Limitations & Future Work

  • Only supports same-architecture, same-hidden-dimension teacher-student pairs: If a student uses neuron pruning (like Minitron), hidden dimensions will not match, preventing patching. This limits compatibility with certain industrial pipelines.
  • Requires simultaneous storage of teacher and student weights: The patching phase requires access to teacher layer weights. Although only the final interpolated model is needed at inference time, storage overhead is higher than for standalone small models.
  • Distillation corpus quality impacts the student: In Pythia experiments using the teacher's original pre-training data (The Pile), independently distilled intermediate models outperformed Boomerang interpolation.
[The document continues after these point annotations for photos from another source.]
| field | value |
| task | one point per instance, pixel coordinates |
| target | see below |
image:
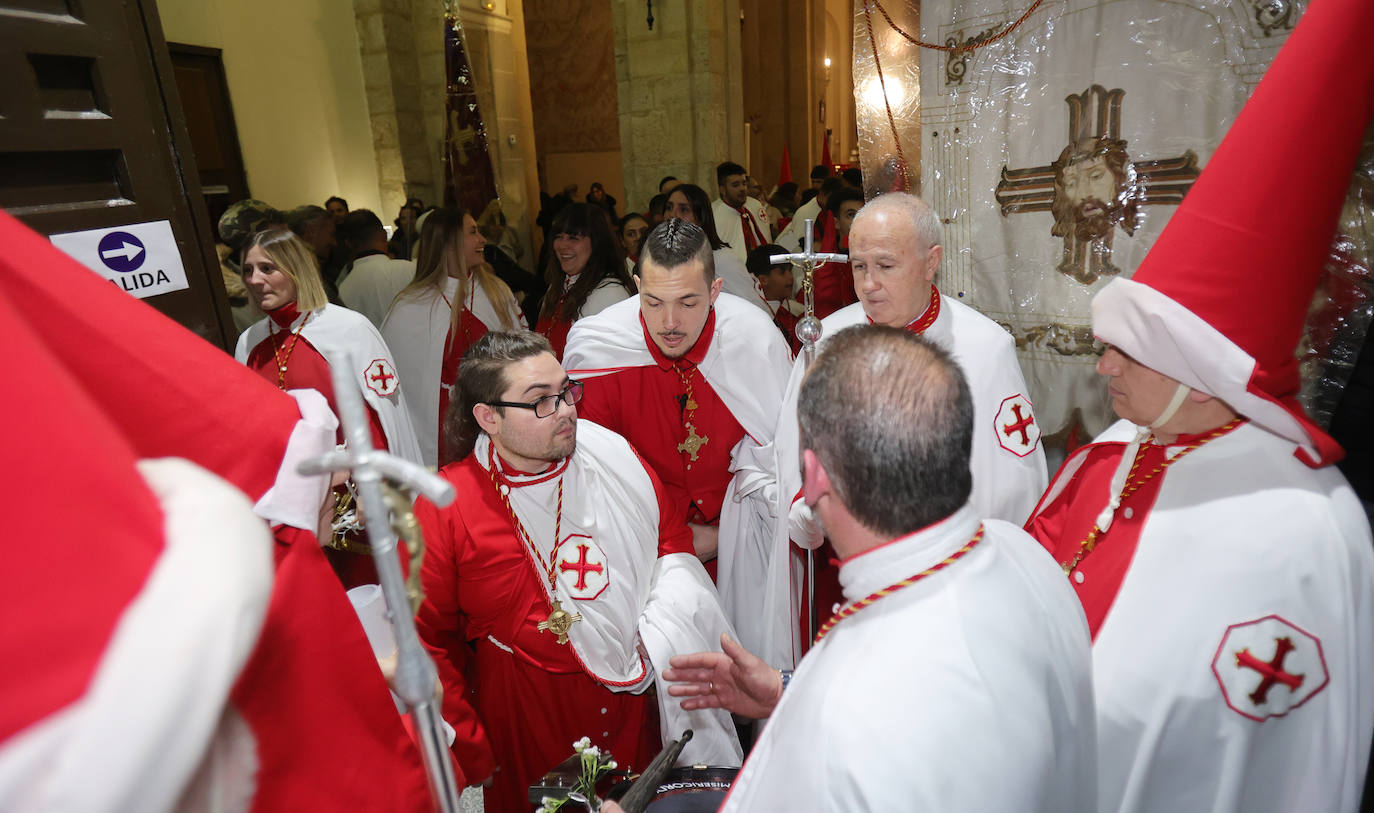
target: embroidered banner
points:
(1057, 154)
This suggests Boomerang's advantage partly comes from "avoiding contamination of large models by low-quality corpora"; if high-quality data is available, the advantage diminishes.
  • Sensitivity to patching order: Llama requires special handling (retaining the first two layers, reverse patching); different model families may require different strategies.
  • vs. Elastic Transformer (Cai et al., 2025): Elastic methods require training Gumbel Softmax routers within the teacher for size interpolation, which is complex and requires architectural changes. Boomerang distillation uses standard pipelines without architecture modification.
  • vs. ShortGPT / LaCo Layer Pruning: Layer pruning is unidirectional (compression only), while Boomerang is bidirectional. Pruning suffers from error accumulation across layers leading to generation collapse, which Boomerang eliminates via distillation training.
  • vs. Minitron (Muralidharan et al., 2024): Minitron performs both layer and neuron pruning, which is more efficient but requires independent distillation for each size and is incompatible with patching due to dimension mismatches. Future work could explore Minitron variants with only layer pruning to enable compatibility.

Rating

  • Novelty: ⭐⭐⭐⭐⭐ First discovery and systematization of "zero-shot size interpolation after distillation."
  • Experimental Thoroughness: ⭐⭐⭐⭐⭐ Verified across four model families, legacy models (DistilBERT/GPT2), full ablations, and comparison with pruning baselines.
  • Writing Quality: ⭐⭐⭐⭐ Clear structure and rich visualizations, though some Appendix content could be integrated into the main text.
  • Value: ⭐⭐⭐⭐ Provides a very low-cost route for building LLM families, though restricted by architecture and dimension compatibility.